Among them is also Sergei Kalyaganov, a local war veteran with combat experience from Chechnya. Kalyaganov operated under the nickname “Hans” and was part of a local military-patriotic group.
In Russia’s perverted narrative about the war, it is all about the “denazification” of Ukraine.
Paradoxically, in the new ‘memorial garden’ the name plates of Russian men killed in Ukraine stand immediately alongside the graves of Nazi warriors killed in the 2WW.
“The memorial garden will immortalize the memory of participants in the special military operation, and everyone that passes by will remember them,” says Pechenga Mayor Kuznetsov. The local politician is known for his strong pro-war stance and drives a car marked with a large “Z,” the Nazi-inspired symbol of Russia’s war against its neighbouring country.

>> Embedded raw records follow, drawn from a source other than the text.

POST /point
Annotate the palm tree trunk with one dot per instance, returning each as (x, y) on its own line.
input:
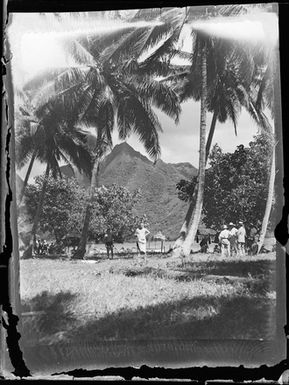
(268, 203)
(27, 177)
(28, 251)
(80, 252)
(186, 248)
(184, 229)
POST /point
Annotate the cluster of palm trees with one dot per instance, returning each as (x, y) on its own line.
(119, 78)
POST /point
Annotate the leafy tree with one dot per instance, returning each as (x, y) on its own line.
(237, 184)
(66, 202)
(113, 208)
(62, 208)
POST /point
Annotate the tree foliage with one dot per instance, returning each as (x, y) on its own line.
(65, 204)
(236, 184)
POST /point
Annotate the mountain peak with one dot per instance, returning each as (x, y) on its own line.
(125, 148)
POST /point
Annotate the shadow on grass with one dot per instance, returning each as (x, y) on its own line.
(200, 318)
(46, 315)
(233, 268)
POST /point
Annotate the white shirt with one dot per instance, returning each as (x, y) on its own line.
(233, 231)
(141, 234)
(224, 234)
(241, 234)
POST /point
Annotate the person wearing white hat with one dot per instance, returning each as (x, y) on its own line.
(233, 239)
(241, 235)
(224, 241)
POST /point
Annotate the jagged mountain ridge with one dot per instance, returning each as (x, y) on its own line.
(157, 181)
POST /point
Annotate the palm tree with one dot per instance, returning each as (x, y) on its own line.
(106, 89)
(267, 82)
(51, 141)
(98, 147)
(202, 151)
(230, 72)
(227, 87)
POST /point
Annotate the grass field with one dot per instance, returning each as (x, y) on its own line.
(208, 298)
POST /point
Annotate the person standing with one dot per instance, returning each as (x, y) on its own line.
(241, 236)
(108, 240)
(141, 234)
(224, 241)
(233, 239)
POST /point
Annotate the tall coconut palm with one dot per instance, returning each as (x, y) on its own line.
(98, 147)
(232, 68)
(105, 90)
(267, 83)
(51, 141)
(34, 132)
(227, 92)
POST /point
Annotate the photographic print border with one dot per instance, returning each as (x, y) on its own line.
(198, 351)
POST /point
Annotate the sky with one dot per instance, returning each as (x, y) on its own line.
(34, 46)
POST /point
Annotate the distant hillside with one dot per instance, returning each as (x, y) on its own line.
(129, 168)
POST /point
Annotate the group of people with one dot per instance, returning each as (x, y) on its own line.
(42, 247)
(232, 240)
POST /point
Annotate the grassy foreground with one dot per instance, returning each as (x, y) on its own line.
(209, 297)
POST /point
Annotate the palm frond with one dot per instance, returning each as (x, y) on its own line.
(160, 95)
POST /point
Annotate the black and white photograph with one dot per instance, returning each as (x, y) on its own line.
(148, 152)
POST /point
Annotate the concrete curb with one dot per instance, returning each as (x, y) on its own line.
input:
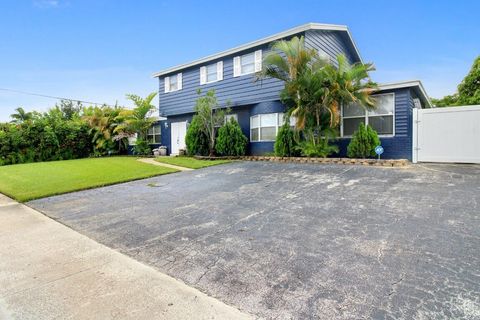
(161, 164)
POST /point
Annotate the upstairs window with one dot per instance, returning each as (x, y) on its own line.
(248, 63)
(211, 73)
(173, 83)
(154, 134)
(381, 119)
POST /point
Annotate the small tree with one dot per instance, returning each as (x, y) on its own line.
(210, 116)
(285, 143)
(363, 143)
(231, 141)
(196, 140)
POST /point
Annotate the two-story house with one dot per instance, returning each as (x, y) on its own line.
(256, 106)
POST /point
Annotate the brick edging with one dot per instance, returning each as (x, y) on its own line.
(365, 162)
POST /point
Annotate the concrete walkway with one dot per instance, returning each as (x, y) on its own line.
(152, 161)
(48, 271)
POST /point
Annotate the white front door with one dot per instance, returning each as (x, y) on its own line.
(178, 132)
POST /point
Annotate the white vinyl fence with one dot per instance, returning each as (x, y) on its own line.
(449, 134)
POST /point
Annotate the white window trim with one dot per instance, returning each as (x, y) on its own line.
(204, 69)
(277, 126)
(366, 116)
(167, 83)
(231, 115)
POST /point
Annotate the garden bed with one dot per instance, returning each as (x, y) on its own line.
(365, 162)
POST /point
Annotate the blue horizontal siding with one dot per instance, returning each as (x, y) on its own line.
(236, 91)
(400, 145)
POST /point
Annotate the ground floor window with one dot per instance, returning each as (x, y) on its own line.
(381, 119)
(264, 127)
(154, 134)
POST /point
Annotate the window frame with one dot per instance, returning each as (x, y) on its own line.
(277, 126)
(231, 115)
(366, 116)
(171, 82)
(253, 63)
(154, 134)
(215, 66)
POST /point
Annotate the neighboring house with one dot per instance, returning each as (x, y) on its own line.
(256, 105)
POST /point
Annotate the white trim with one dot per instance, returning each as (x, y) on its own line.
(277, 36)
(407, 84)
(166, 84)
(366, 116)
(415, 135)
(205, 75)
(240, 58)
(219, 70)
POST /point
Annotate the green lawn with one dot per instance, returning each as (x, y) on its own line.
(30, 181)
(189, 162)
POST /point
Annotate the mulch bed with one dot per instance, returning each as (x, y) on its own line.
(365, 162)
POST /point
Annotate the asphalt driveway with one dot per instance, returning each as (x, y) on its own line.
(301, 241)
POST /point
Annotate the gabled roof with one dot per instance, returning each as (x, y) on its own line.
(277, 36)
(415, 84)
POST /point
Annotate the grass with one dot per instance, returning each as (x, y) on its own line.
(30, 181)
(189, 162)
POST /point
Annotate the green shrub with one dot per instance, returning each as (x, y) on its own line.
(196, 140)
(230, 140)
(363, 143)
(142, 147)
(285, 143)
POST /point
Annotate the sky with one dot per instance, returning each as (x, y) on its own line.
(100, 50)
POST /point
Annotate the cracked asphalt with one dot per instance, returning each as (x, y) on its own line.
(301, 241)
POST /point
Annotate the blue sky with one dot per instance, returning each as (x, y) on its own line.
(100, 50)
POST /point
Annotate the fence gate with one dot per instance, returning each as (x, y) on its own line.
(447, 134)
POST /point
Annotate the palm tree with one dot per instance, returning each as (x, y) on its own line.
(314, 87)
(21, 115)
(347, 84)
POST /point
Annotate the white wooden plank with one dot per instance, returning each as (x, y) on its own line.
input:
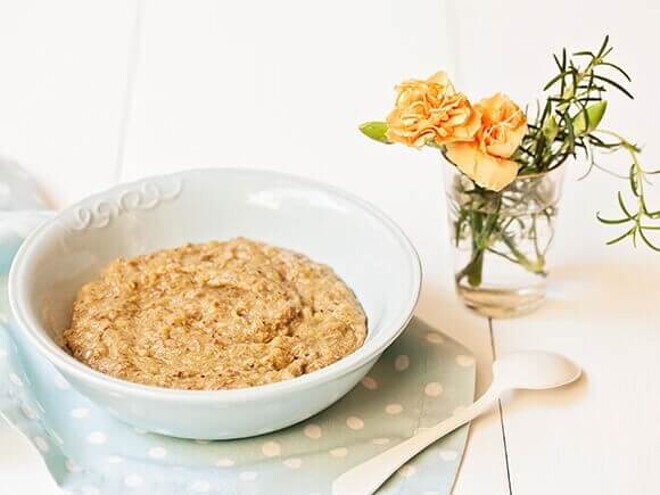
(599, 436)
(64, 69)
(283, 86)
(61, 90)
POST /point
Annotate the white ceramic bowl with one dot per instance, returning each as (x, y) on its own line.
(364, 247)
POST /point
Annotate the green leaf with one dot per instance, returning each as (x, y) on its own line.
(587, 120)
(550, 129)
(376, 131)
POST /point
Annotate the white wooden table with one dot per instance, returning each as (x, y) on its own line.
(95, 92)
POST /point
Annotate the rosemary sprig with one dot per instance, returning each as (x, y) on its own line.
(638, 216)
(570, 122)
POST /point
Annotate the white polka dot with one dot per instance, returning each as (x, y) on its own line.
(89, 490)
(60, 382)
(369, 383)
(133, 481)
(271, 449)
(293, 463)
(42, 444)
(448, 455)
(248, 475)
(53, 434)
(393, 408)
(200, 486)
(354, 423)
(79, 412)
(97, 438)
(39, 406)
(407, 471)
(72, 467)
(464, 360)
(434, 338)
(157, 452)
(401, 363)
(28, 412)
(433, 389)
(339, 452)
(15, 379)
(313, 431)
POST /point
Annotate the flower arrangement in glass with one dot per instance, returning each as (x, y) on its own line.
(505, 171)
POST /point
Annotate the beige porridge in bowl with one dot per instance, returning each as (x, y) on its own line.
(213, 316)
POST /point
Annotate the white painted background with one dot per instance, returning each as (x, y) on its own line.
(92, 92)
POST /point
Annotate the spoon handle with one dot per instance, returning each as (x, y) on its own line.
(365, 478)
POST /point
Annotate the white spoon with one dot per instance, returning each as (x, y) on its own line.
(535, 370)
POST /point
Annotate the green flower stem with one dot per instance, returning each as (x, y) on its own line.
(536, 267)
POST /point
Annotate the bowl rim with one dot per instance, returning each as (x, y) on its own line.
(370, 350)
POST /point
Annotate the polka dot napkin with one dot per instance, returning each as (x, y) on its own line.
(418, 382)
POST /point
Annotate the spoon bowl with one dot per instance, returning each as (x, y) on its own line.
(531, 370)
(534, 370)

The area that today is known as Pechenga was site for brutal battles during Hitler’s war against the USSR. For most of the war, the frontline was about 40 km further east, along the Zapadnaya Litsa river
The Germans buried many their fallen men on the sandy stretches where the Pechenga river runs into the Pechenga Bay. The graves were dug by Soviet prisoners of war.
After the war, Soviet tanks bulldozed the graves. Then, in the 1990s, the cemetery was restored with German and Austrian funding and the site is today known as ‘Land of Unity.’ Also 600 Soviet troops are buried on site.
The graveyard is located on military land and access to the area is restricted.